Intending to lower interest rate volatility and improve monetary policy transmission, the central bank lowered thresholds for its interest rate corridor scheme. This sets a narrow band for the interest rate to fluctuate. The upper limit is lowered from 6.5 percent to 6 percent, repo rate (also called the policy rate) from 5 percent to 4.5 percent, and the lower threshold (term deposit rate) from 3.5 percent to 3 percent. It remains to be seen if this will actually lower retail interest rates because interest rates corridor, implemented since 2016-17, has not been much effective in reining in interest rate volatility.

The central bank has given continuity to directed lending to priority sectors including energy, tourism and agriculture. It has also boosted refinancing schemes, including lowering of interest rates for on-lending to priority sectors, and small and medium enterprises. Furthermore, it has extended the deadline to reduce the spread rate—the difference between deposit and lending rates—to 4.5 percent to mid-July 2020 instead of mid-July 2019. For BFIs that opt for a merger, the deadline is mid-July 2021.

These measures tinker existing regulations and accounting practices and hence address the underlying structural issues at the margin only. Furthermore, they may be insufficient to meet the core monetary policy targets—money supply growth of 18 percent, domestic credit growth of 24 percent and private sector credit growth of 21 percent, all higher than in the previous year. For instance, forcing the banks to maintain higher capital adequacy ratio plus countercyclical buffer (13 percent from 11 percent previously) will potentially lower their lending capacity and hence put upward pressure on interest rates, eventually slowing down credit expansion.

Credit crunch

The central bank has introduced two important measures to increase sources of deposits for BFIs and hence the availability of loanable funds.

First, it now allows BFIs to commercially borrow from not only foreign banks but also hedge and pension funds. Although this technically widens the sources of deposits for BFIs, it is unlikely that they will actively borrow money immediately from external sources due to risks associated with a higher cost of funds and the exchange rates.

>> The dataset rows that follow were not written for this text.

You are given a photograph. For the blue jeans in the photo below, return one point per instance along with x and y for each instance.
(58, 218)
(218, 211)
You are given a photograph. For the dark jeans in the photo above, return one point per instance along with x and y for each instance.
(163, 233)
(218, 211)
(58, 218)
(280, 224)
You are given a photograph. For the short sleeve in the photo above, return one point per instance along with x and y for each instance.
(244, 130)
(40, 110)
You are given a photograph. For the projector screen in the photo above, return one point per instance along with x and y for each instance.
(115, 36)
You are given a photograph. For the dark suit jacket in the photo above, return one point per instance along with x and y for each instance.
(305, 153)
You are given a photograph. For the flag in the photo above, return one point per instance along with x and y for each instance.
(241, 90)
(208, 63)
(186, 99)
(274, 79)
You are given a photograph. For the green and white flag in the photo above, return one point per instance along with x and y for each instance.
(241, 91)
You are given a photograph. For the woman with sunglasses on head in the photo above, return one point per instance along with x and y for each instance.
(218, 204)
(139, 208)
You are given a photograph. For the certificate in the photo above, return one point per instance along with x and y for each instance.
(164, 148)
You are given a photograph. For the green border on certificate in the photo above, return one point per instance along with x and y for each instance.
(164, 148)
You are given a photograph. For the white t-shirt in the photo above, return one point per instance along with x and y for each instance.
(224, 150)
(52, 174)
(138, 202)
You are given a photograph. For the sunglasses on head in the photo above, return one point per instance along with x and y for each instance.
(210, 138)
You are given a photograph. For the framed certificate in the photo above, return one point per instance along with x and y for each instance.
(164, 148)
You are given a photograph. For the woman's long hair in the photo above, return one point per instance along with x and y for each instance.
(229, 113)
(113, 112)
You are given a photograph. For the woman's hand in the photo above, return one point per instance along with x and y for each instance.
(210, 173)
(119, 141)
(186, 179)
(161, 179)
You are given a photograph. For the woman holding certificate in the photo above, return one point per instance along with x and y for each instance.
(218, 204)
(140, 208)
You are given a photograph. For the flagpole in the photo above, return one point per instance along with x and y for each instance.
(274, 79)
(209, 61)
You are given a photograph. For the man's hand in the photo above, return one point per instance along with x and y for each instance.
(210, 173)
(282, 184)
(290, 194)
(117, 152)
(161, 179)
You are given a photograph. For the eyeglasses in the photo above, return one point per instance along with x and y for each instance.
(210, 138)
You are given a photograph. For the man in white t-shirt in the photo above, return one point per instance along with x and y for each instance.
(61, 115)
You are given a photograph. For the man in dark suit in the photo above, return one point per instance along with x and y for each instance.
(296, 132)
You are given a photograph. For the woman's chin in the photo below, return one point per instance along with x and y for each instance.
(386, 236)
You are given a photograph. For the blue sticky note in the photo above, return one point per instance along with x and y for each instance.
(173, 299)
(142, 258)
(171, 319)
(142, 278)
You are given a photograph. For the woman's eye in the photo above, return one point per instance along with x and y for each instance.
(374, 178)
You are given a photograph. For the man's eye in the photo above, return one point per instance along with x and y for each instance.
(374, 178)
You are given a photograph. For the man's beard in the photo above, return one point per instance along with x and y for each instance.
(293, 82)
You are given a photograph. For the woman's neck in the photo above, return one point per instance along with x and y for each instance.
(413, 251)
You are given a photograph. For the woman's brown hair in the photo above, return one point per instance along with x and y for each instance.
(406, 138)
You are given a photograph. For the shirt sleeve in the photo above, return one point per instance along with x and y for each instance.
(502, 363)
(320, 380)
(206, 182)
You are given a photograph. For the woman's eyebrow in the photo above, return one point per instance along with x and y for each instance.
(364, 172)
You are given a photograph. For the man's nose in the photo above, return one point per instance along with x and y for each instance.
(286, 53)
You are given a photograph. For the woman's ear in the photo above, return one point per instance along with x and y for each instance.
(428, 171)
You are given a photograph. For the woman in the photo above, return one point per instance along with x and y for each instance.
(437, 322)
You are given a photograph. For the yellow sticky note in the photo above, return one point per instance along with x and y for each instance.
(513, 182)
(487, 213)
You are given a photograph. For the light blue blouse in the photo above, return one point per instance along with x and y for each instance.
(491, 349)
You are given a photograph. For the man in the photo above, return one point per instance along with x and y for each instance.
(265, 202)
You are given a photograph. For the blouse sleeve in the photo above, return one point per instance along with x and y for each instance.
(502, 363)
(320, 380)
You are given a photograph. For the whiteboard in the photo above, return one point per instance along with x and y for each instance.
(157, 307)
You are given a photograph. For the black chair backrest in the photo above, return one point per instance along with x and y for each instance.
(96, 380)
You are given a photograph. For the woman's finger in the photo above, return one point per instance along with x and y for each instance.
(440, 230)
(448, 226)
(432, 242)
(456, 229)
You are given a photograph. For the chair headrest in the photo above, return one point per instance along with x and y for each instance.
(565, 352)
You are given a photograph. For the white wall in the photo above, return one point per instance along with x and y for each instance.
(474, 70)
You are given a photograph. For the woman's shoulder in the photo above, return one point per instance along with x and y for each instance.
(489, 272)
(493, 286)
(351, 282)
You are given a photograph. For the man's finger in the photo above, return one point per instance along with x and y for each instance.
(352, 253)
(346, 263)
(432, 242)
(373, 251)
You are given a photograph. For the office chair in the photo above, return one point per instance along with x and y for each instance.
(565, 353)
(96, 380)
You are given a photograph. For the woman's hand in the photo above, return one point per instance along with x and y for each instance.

Second, the central bank has mandated the BFIs to issue debentures or corporate bonds equivalent to at least 25 percent of paid-up capital. The expectation is that this will encourage BFIs to align their assets with their liabilities (i.e. discourage the tendency to use short term deposits to issue long term loans), and secure reliable sources of loanable funds in case they are close to the CCD threshold. If BFIs fail to meet this mandatory provision within this fiscal year, then they may be compelled to seek a merger. However, in the past, the central bank was too lenient. It repeatedly extended the timeline of what is supposed to be a mandatory provision (for instance, increased paid-up capital threshold, lower spread rate, and adherence to CCD threshold).

Regarding the external sector, the central bank has tightened loans to finance imported goods (especially vehicles) and the foreign exchange facility provided to Nepali citizens who visit abroad. Considering the deterioration of the balance of payments and depletion of foreign exchange reserves, the central bank is targeting to maintain reserves to finance seven months of imports. This is substantially down from barely two years ago, when reserves were large enough to sustain over ten months of imports. External sector stress will compound as exports, remittances and foreign investment growth stagnate or even decrease, but imports accelerate. The pegged exchange rate limits the central bank’s effectiveness to address external sector imbalance. Policy reforms to boost exports and foreign investment are crucial for this.

The success of the monetary policy will be judged in terms of how much interest rate decreases over time, sustainable credit expansion and lowering risks of asset-liability mismatch, further consolidation of BFIs and improved corporate governance, and external sector stability. Tinkering with productive sector lending has been a common feature of monetary policy, and this in itself will not help much to achieve the growth target.